The rule detects potential malicious activity associated with the MD5 hash e03b5df1fa070675da8b6340ff4a67c2, which may indicate the presence of known or emerging threats. SOC teams should proactively hunt for this behavior in Azure Sentinel to identify and mitigate potential compromise early, especially given the low severity threshold which may mask sophisticated or stealthy adversaries.
YARA Rule
rule md5_e03b5df1fa070675da8b6340ff4a67c2 {
strings:
$ = /if\(preg_match\("\/onepage\|admin\/",\s*\$_SERVER\['REQUEST_URI'\]\)\)\{\s*@?file_put_contents/
$ = /@?base64_encode\(serialize\(\$_REQUEST\)\."--"\.serialize\(\$_COOKIE\)\)\."\\n",\s*FILE_APPEND\)/
condition: any of them
}This YARA rule can be deployed in the following contexts:
Scenario: Scheduled system backup using Veeam Backup & Replication
Filter/Exclusion: Exclude files with the md5_e03b5df1fa070675da8b6340ff4a67c2 hash that are located in backup directories (e.g., C:\ProgramData\Veeam\Backup).

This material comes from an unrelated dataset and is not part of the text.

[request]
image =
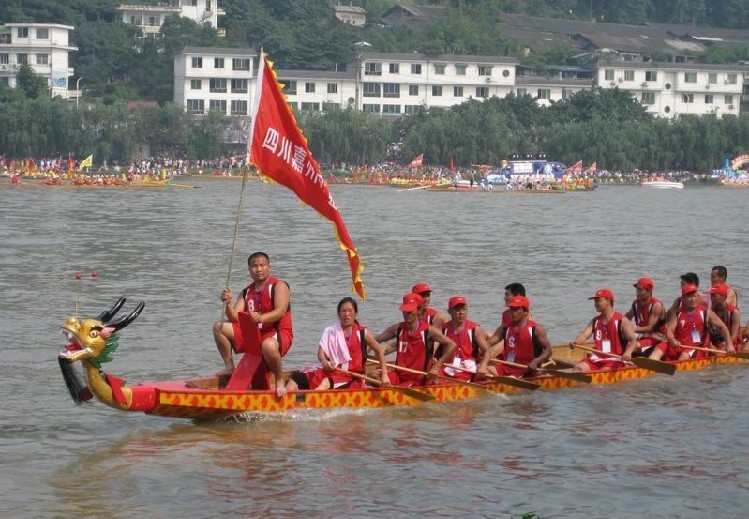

Scenario: Microsoft Windows Update process
Filter/Exclusion: Exclude files with the specified hash that are found in the C:\Windows\SoftwareDistribution directory or during the execution of wuauclt.exe.
Scenario: Legitimate software installation via SCCM (System Center Configuration Manager)
Filter/Exclusion: Exclude files with the hash from SCCM installation packages, typically found in C:\Windows\Temp or C:\Program Files\Microsoft Configuration Manager.
Scenario: Admin task using PowerShell for log analysis
Filter/Exclusion: Exclude the hash if the file is associated with PowerShell scripts used by administrators, such as those in C:\Windows\System32\WindowsPowerShell\v1.0 or C:\Users\Administrator\Documents\Scripts.
Scenario: Antivirus signature update process
Filter/Exclusion: Exclude files with the hash that are part of antivirus signature updates, commonly found in directories like C:\Program Files\Windows Defender or C:\Program Files\Bitdefender.